The 1982 Daytona 500, the 24th running of the event, was the first race of the 1982 NASCAR Winston Cup season. It was the first time that the Daytona 500 was the first race of the season.

Bobby Allison would take the win in the #88 Gatorade-sponsored Buick Regal. Allison holds the distinction of leading the most laps in consecutive Daytona 500s in 1981 and 1982, and then win the next year. A live audience of 120,000 patrons was there for the 194-minute race in which five cautions would slow the field for 34 laps; there were a total of 31 lead changes over the course of the 200 laps. Allison's margin of victory over Cale Yarborough was 23 seconds, more than half a lap.

No Chevrolet vehicles were in this race; the last time this happened was at the 1971 Space City 300 at Meyer Speedway in Texas.

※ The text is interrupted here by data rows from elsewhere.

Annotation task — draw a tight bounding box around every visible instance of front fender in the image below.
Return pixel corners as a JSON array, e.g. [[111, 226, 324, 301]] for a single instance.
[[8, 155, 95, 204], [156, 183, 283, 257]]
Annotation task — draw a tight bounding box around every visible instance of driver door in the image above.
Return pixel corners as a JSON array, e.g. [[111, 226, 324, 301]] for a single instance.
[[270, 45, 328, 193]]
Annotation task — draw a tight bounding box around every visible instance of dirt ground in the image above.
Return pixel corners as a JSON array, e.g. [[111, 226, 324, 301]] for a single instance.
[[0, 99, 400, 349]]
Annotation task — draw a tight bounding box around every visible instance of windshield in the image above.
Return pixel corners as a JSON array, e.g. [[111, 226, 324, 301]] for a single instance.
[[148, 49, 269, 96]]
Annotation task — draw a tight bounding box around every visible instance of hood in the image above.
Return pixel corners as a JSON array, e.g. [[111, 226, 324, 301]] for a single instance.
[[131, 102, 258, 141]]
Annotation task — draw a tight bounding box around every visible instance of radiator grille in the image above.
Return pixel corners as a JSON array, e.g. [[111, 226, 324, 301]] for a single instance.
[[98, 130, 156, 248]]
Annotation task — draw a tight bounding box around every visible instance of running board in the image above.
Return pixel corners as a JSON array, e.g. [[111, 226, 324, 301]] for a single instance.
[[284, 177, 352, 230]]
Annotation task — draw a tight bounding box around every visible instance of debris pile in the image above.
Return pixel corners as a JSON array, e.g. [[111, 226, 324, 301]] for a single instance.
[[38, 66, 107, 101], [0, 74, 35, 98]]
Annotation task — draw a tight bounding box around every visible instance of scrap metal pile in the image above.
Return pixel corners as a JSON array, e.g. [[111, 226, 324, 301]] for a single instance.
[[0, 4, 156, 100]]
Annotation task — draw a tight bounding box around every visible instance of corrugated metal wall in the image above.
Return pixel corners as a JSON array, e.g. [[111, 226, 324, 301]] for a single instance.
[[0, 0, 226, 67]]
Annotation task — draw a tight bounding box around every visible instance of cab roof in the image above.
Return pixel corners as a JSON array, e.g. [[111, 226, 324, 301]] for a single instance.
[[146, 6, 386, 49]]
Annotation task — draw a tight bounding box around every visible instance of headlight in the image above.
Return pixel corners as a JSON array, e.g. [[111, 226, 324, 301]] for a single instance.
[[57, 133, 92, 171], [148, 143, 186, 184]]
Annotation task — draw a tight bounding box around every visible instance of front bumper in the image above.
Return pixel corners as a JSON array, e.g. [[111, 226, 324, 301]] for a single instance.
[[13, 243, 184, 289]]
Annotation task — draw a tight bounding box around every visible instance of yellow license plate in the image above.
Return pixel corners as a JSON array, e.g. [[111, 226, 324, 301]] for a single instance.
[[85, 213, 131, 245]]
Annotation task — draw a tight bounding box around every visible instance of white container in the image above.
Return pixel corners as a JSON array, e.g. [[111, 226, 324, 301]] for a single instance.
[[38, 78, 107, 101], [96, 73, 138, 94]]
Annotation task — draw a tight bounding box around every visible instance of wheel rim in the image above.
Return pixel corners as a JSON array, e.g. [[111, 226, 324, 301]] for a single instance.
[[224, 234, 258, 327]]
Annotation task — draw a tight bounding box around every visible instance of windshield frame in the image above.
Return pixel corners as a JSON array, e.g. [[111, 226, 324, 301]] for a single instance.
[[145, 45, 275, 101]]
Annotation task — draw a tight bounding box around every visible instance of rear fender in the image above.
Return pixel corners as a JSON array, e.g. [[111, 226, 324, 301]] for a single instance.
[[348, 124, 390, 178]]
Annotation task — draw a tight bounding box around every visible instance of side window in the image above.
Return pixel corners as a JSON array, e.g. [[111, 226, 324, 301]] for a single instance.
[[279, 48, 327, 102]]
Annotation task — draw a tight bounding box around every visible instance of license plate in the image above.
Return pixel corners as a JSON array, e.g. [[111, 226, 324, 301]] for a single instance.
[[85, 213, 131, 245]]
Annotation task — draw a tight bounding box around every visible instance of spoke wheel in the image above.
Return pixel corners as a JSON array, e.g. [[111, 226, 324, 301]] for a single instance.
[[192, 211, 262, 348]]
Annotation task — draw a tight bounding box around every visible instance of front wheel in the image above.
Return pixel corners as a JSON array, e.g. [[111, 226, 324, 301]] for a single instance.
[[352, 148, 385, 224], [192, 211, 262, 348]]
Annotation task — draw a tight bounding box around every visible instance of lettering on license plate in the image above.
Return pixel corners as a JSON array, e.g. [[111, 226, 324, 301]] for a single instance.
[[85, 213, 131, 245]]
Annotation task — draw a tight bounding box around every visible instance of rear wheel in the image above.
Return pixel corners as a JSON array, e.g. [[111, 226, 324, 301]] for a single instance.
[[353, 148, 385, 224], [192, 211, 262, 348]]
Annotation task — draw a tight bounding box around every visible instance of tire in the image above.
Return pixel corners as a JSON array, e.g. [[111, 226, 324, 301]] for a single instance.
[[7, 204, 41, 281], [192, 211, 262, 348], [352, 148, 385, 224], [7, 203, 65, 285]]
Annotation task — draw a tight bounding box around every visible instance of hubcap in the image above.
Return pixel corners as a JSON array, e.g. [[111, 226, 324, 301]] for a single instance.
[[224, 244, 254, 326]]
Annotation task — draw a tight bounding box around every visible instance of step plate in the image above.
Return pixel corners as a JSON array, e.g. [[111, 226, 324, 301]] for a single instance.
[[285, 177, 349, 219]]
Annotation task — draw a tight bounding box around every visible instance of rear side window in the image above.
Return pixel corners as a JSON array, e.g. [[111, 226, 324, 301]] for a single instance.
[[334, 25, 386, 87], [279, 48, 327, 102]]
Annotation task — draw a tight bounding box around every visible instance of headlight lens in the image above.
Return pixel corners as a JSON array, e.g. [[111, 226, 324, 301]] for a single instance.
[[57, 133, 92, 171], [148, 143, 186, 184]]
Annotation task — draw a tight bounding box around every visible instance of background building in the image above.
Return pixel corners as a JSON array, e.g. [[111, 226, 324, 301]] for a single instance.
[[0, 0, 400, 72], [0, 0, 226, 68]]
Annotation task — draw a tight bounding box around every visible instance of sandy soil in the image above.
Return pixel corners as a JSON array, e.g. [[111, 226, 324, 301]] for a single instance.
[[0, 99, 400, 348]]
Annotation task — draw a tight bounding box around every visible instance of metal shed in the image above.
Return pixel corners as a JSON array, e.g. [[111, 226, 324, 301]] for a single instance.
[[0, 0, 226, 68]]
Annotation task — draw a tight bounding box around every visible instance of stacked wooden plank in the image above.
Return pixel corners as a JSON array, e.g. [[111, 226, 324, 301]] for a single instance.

This event marked the first Daytona 500 starts for Joe Ruttman, Ron Bouchard, Jim Sauter, Rick Wilson, Tom Sneva, Mark Martin, Delma Cowart, Rusty Wallace, and Lake Speed, the only Daytona 500 start for Lowell Cowell, and the last Daytona 500 starts for Roy Smith, Gary Balough, Tighe Scott, Stan Barrett, Bobby Wawak, Donnie Allison, Billie Harvey, and Joe Millikan.

Bumpergate 
Allison's win caused controversy when his rear bumper fell off during the race. Allison's car was apparently tapped from behind by Cale Yarborough as they raced through turns three and four early in the race. After contact, Allison's bumper peeled off and flew high into the air before landing back in traffic. Several cars either ran over the bumper or collided while trying to avoid it, causing a huge crash that brought out the race's first caution.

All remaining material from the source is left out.